Father’s Day
By Jack Hoehn
Father’s Day is likely a contrivance to sell greeting cards or to create guilt in children’s hearts as they realize, “I forgot to call Dad!” Daughters may be better at honoring Daddy, but my sons filled their filial obligations with a call and a text saying in brief, “Love you, Dad.” Their father was pleased.
But this year on Father’s Day seven of us who mostly no longer had fathers we could call, met for a Father’s Day supper. The orphaned cooks brought dishes favored by our departed fathers. So we had vege-burgers, potato salad, baked beans, and drank in homage something like Dad’s Old Fashioned Root Beer.
And then we talked for hours around a pleasant table into the evening about the men who made us who we had become. No one was in a hurry to leave and in some ways it was the best Father’s Day ever.
You would have heard of a German boy who was drafted into Hitler’s army and survived death in Russia so many times that he felt compelled to spend his life in ministry because of the multiple miracles that kept him alive in that human slaughterhouse.
And you would have heard of a Canadian boy who joined the Canadian Navy to avoid being drafted into the American army and fought on the other side of the war. And how each boy became a man respected and loved by his children.
Our Fathers Were Men
Male hegemony in Korea required one father to take a second wife to produce the necessary male heir, and brought the pain of polygamy into one daughter’s family. But her father too came to
Christ before death and awaits a resurrection far better than the traditional ancestral worship his dearly produced sons were intended to offer him.
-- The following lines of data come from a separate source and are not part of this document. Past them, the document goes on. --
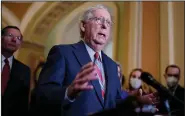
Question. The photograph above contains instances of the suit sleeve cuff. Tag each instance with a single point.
(67, 98)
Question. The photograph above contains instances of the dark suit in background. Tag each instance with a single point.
(15, 79)
(15, 98)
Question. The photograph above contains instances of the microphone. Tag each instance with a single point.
(163, 91)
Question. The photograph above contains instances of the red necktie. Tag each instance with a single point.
(5, 76)
(97, 59)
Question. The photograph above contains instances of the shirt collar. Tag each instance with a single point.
(92, 52)
(10, 59)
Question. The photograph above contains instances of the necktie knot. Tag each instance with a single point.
(97, 56)
(6, 61)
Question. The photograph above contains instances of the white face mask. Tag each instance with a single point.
(135, 82)
(172, 81)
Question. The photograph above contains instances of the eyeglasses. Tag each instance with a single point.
(11, 36)
(101, 20)
(175, 75)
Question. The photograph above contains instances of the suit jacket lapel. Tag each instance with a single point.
(107, 70)
(84, 58)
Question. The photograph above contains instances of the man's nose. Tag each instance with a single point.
(103, 25)
(14, 39)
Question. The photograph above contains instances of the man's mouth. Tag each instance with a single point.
(102, 34)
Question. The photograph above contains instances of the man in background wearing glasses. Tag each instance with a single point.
(15, 76)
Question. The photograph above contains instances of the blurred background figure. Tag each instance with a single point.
(135, 82)
(15, 76)
(172, 76)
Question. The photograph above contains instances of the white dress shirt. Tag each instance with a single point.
(10, 60)
(91, 53)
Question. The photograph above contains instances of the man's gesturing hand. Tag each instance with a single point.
(81, 81)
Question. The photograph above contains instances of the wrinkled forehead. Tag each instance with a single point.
(172, 70)
(13, 31)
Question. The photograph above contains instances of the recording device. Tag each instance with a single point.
(163, 91)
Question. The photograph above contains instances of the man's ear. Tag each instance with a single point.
(82, 26)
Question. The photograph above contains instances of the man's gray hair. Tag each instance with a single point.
(89, 14)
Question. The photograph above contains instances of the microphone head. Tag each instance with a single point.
(147, 78)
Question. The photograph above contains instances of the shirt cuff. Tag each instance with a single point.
(67, 98)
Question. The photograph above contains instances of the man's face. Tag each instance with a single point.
(11, 40)
(97, 29)
(172, 72)
(119, 72)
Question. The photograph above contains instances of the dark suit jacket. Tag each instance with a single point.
(179, 93)
(15, 99)
(175, 108)
(63, 64)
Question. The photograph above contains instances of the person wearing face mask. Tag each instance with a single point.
(172, 76)
(135, 83)
(135, 88)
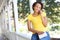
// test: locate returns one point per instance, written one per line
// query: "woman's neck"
(35, 14)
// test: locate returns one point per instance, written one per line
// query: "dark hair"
(34, 4)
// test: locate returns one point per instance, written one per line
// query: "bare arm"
(44, 21)
(31, 29)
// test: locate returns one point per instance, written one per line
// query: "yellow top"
(37, 22)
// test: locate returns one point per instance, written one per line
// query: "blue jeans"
(36, 37)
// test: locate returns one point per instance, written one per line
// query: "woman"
(39, 22)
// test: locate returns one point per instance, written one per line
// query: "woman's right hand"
(39, 33)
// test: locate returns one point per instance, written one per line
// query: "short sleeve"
(29, 17)
(44, 14)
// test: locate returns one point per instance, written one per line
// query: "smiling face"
(37, 7)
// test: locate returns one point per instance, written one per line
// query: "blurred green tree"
(23, 8)
(53, 10)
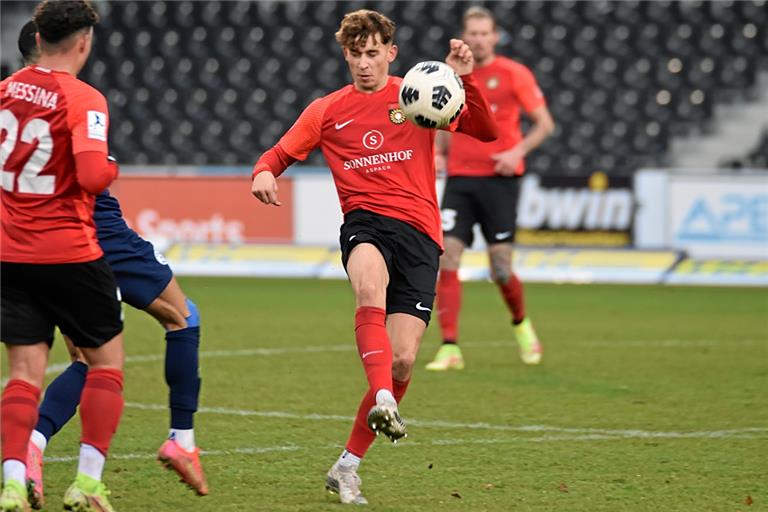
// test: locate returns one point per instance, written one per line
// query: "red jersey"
(46, 118)
(380, 162)
(509, 87)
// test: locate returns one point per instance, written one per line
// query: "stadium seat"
(219, 82)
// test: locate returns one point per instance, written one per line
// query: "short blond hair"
(357, 26)
(477, 12)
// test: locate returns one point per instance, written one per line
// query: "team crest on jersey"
(396, 115)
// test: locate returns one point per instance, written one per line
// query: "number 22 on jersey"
(29, 181)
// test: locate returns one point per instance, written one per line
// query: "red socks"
(362, 436)
(374, 347)
(19, 417)
(512, 291)
(101, 406)
(449, 303)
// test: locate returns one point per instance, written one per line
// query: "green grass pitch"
(649, 398)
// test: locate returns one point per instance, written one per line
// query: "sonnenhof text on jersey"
(377, 159)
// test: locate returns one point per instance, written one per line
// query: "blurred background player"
(54, 157)
(391, 237)
(146, 282)
(483, 187)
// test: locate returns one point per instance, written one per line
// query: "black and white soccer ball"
(431, 94)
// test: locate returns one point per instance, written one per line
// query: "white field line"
(348, 347)
(749, 432)
(256, 450)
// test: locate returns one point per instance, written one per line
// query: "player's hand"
(264, 187)
(460, 57)
(507, 162)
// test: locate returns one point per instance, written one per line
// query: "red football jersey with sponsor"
(509, 87)
(46, 118)
(380, 162)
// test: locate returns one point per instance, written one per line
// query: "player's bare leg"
(61, 399)
(449, 355)
(179, 316)
(101, 406)
(368, 275)
(500, 256)
(19, 404)
(369, 278)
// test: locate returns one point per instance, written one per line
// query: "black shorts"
(82, 299)
(490, 201)
(412, 259)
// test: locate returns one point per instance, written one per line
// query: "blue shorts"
(142, 273)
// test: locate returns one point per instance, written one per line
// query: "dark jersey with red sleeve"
(510, 88)
(46, 119)
(380, 162)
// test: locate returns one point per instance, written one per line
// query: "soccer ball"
(431, 94)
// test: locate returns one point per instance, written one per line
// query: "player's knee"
(402, 364)
(193, 320)
(169, 316)
(369, 293)
(501, 269)
(500, 275)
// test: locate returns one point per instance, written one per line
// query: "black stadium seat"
(209, 82)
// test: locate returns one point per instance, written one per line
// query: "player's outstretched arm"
(294, 146)
(95, 171)
(477, 119)
(460, 57)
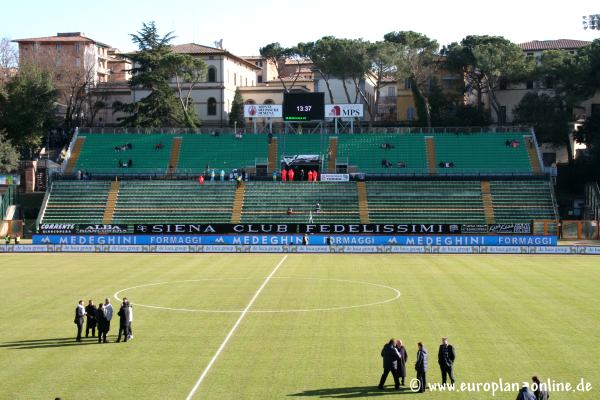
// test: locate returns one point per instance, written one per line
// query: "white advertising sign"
(343, 110)
(335, 177)
(263, 111)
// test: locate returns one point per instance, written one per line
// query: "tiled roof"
(559, 44)
(193, 48)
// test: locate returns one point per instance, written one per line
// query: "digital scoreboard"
(303, 106)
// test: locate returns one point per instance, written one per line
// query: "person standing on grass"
(123, 314)
(90, 324)
(540, 390)
(402, 361)
(79, 314)
(524, 393)
(421, 367)
(390, 364)
(101, 317)
(446, 356)
(108, 311)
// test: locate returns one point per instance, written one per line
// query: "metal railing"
(592, 201)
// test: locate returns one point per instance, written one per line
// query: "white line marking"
(232, 331)
(291, 310)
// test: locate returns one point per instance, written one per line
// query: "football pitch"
(269, 326)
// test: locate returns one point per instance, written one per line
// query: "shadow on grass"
(48, 343)
(351, 392)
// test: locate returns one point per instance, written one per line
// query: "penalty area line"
(233, 329)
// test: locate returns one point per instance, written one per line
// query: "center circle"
(291, 290)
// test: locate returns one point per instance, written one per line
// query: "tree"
(237, 110)
(382, 57)
(27, 108)
(418, 60)
(486, 62)
(548, 117)
(9, 155)
(275, 54)
(319, 53)
(8, 60)
(154, 66)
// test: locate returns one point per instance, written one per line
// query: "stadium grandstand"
(432, 177)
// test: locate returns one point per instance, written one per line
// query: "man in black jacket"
(446, 358)
(390, 364)
(421, 367)
(123, 314)
(90, 323)
(79, 314)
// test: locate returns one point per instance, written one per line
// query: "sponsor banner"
(267, 240)
(56, 228)
(496, 229)
(263, 111)
(564, 250)
(207, 229)
(101, 229)
(335, 177)
(344, 111)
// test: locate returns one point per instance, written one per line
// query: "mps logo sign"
(344, 111)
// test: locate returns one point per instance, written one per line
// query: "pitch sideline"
(233, 329)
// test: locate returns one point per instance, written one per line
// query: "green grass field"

Male sexual drive also brought the pain of polygamy into another North American family. One of our fathers spent his productive and brave life justifying an existence started under a shadow of his illegitimacy. Male sexual drive of one American soldier with a Korean girl also produced one of us. But this time an Adventist American soldier serving in Korea adopted the unwanted foundling from an orphanage and rescued him from severe malnutrition while turning him into a legitimate son. The son has become a pediatrician who has rescued hundreds of other children in his turn.
Our Fathers Were Adventists
The table is filled with Adventist children, so you will not be surprised that our fathers fit nicely into Adventist stereotypes. One father was a pastor, one a church school teacher, one a professor at Andrews, and three were medical professionals from Loma Linda’s medical and dental schools.
One father built and then gave at great personal sacrifice the Feather River Hospital back to his church. Another paid for the privilege of Adventist medical mission service with paralyzing polio and a life of courage and productivity from a wheelchair. Another gave up his personal dream of medical school to meet the church’s expressed need for an Adventist with a PhD in psychology, giving academic credulity to one of our institutions of higher learning.
Our fathers were damaged goods, one a prisoner of war, one a prisoner of polio, one a prisoner of ancestral worship, one a prisoner of social shame. But each taught us hard work, adaptability to circumstances beyond our control, and each searched for a city that has foundations, whose builder and maker is God.
They came from Korea and Arkansas, Saskatchewan and Michigan, California, East Germany and British Columbia, but each was pulled into the realm of Adventism. And in each case Adventism helped boys become better men, each earned the love of beautiful Adventist women, and each gained a half hour of post-existence praise by one of his children.
War, disease, sexual temptations, social pressure, financial realities, disappointments are facts of life that girls and boys will all face. Belief in a literal Jesus, hope for life after death, acceptance of the sweet discipline of the Sabbath, monogamy instead of polygamy, and acceptance of Adventist exceptionalism helped at least those boys become beloved Adventist fathers.
Thank you, Ellen White, Joseph Bates, John Harvey Kellogg, Morris Venden, H.M.S. Richards, Graham Maxwell, Jan Paulsen, Andrews University, Loma Linda University and the Review and Herald. You did our daddies good!
Just an Old Boys’ Club?
Now, church, let’s build a culture that does the same for our girls as it has done for our boys. A church that takes all children and maximizes their chances to become productive, useful, happy, healthy, and holy women and men whose children will remember them fondly and gratefully, who will leave us lives of service and courage to revel in and marvel at. An Adventist church that tells our children what they can do, not what they can’t do.
Our fathers prospered in Adventism. Our daughters and granddaughters can also prosper in Adventism if we repent of our misreading of scripture as restricting women, instead of liberating women. My dad and his sons would 100% have welcomed a General Conference that voted to proclaim Fundamental Belief 29, that stated “In Adventism there is no Jew nor Greek, no slave nor free, no male or female, but are all one in Christ. Race, social status, and gender are never barriers to service or leadership in the Seventh-day Adventist church. Godly women have been and should be leaders in this church along with godly men in any avenue of service at any level their skills, abilities, temperaments and the church’s and world’s needs fit them for.”
That would be for this father a very happy Father’s Day.